How to deal with increasingly volatile markets - IMAP Independent Thought

By Jayson Forrest

How to deal with increasingly volatile markets -  IMAP Independent Thought

When talking about risk, it’s generally referred to in relation to volatility and the potential for capital loss. Raf Choudhury (abrdn), William Higgins (DFS Portfolio Solutions), Glen Foster (Atrium), and Victor Huang (Milliman) discuss their approach to risk and how they deal with portfolio construction in an increasingly volatile environment..

The last 12 months have been a very challenging period for managing multi-asset portfolios. Advisers have had to navigate client portfolios through a range of issues, including  macro economic policies, supply constraints, a global pandemic, and geopolitical problems, which have all had a significant impact on financial markets.

There’s no doubt that with lower liquidity has come greater volatility, but with greater volatility has come the potential for investment opportunities, according to Glen Foster - Head of Risk and Senior Portfolio Manager at Atrium.

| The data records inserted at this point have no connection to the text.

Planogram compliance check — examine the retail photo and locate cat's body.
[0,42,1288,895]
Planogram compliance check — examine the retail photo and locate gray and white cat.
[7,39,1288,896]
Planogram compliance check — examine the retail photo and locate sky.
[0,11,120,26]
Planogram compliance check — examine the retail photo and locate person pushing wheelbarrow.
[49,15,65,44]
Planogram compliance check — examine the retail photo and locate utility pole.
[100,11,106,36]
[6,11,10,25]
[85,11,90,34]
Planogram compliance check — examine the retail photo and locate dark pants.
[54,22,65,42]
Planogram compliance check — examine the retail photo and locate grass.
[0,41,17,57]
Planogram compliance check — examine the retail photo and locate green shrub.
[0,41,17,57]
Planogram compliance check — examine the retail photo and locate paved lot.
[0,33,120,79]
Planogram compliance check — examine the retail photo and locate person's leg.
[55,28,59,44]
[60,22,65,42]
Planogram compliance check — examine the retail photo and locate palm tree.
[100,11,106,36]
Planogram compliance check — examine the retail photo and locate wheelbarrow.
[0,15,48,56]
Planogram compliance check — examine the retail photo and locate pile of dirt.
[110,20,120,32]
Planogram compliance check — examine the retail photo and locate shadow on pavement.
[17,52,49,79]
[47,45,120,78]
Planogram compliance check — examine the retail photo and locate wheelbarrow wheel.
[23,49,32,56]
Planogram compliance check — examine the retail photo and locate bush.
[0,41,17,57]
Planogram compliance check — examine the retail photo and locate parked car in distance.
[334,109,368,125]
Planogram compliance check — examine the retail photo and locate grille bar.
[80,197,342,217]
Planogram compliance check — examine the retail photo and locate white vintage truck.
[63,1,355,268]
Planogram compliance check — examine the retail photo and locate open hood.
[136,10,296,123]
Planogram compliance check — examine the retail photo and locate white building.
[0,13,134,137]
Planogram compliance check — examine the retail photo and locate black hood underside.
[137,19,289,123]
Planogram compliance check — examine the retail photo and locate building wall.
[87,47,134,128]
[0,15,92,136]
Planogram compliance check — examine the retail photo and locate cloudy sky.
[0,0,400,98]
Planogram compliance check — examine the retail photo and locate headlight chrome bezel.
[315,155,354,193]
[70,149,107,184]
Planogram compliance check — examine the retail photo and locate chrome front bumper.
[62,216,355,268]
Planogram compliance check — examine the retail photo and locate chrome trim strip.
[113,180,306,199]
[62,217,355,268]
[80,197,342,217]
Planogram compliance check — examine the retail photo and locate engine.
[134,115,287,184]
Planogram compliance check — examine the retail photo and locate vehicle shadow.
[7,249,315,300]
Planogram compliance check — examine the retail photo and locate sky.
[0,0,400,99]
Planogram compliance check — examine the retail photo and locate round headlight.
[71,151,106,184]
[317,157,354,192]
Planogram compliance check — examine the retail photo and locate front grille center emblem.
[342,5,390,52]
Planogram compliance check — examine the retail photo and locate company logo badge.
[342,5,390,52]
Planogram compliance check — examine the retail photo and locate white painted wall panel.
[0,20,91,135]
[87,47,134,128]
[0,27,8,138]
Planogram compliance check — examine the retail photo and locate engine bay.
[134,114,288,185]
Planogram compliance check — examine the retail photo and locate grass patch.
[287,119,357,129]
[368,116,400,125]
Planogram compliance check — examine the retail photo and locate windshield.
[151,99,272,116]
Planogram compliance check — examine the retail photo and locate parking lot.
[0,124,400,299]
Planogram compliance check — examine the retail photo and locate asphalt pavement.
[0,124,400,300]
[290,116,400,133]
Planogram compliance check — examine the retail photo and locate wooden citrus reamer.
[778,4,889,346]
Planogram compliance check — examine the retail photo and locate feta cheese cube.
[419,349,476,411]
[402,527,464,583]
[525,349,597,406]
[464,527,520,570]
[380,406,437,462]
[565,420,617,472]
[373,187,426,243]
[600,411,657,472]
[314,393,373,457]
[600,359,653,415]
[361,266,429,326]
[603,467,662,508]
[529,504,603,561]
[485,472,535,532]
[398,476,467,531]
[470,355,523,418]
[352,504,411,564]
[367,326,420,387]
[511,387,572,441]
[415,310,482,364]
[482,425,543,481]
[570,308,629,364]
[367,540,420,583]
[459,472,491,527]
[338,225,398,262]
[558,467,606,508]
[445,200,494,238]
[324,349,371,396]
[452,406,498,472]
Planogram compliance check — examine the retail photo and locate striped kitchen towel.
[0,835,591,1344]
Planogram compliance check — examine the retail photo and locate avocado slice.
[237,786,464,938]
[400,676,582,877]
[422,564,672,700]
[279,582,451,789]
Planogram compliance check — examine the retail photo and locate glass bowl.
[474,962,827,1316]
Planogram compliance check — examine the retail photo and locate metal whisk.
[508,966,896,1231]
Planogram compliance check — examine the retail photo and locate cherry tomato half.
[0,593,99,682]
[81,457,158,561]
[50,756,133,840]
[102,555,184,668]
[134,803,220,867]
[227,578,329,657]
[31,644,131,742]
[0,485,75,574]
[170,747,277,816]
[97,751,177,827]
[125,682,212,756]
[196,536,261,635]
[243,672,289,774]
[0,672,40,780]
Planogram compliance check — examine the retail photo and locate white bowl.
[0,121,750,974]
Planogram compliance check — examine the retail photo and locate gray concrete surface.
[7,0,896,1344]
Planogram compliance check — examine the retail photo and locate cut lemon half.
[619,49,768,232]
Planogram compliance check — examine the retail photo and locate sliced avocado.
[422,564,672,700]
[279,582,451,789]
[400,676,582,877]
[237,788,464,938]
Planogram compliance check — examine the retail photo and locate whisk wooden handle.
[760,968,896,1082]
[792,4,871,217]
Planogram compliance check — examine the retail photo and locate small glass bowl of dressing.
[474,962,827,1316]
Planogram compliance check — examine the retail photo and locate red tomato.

Despite volatility and uncertainty in the market, Glen believes it is important to focus on risk, even though investor attention may be more concentrated on returns.

Speaking at the IMAP Independent Thought Conference in Melbourne, Glen says advisers need to be mindful that investor returns are essentially backward-looking. Whereas, preparing for risk and positioning for the future is forward-looking, which is definitely an area of advice where advisers can add value to their client relationships.

“Risk is not constant, correlations are not static, and volatility is not persistent. If you ignore this,  what you can end up doing is taking risks that shouldn’t be rewarded,” Glen says. “There are obvious risks that shouldn’t be rewarded. For example, concentration risk, like having too much exposure to equities, doesn’t get rewarded in a risk-adjusted sense.”

Instead, he believes advisers need to have the flexibility to only take on risks where the returns stack up, and also be able to hedge risks when needed. “We take a client’s risk tolerance and then maximise the return for that level of risk, rather than let risk be the outcome of their asset allocation.”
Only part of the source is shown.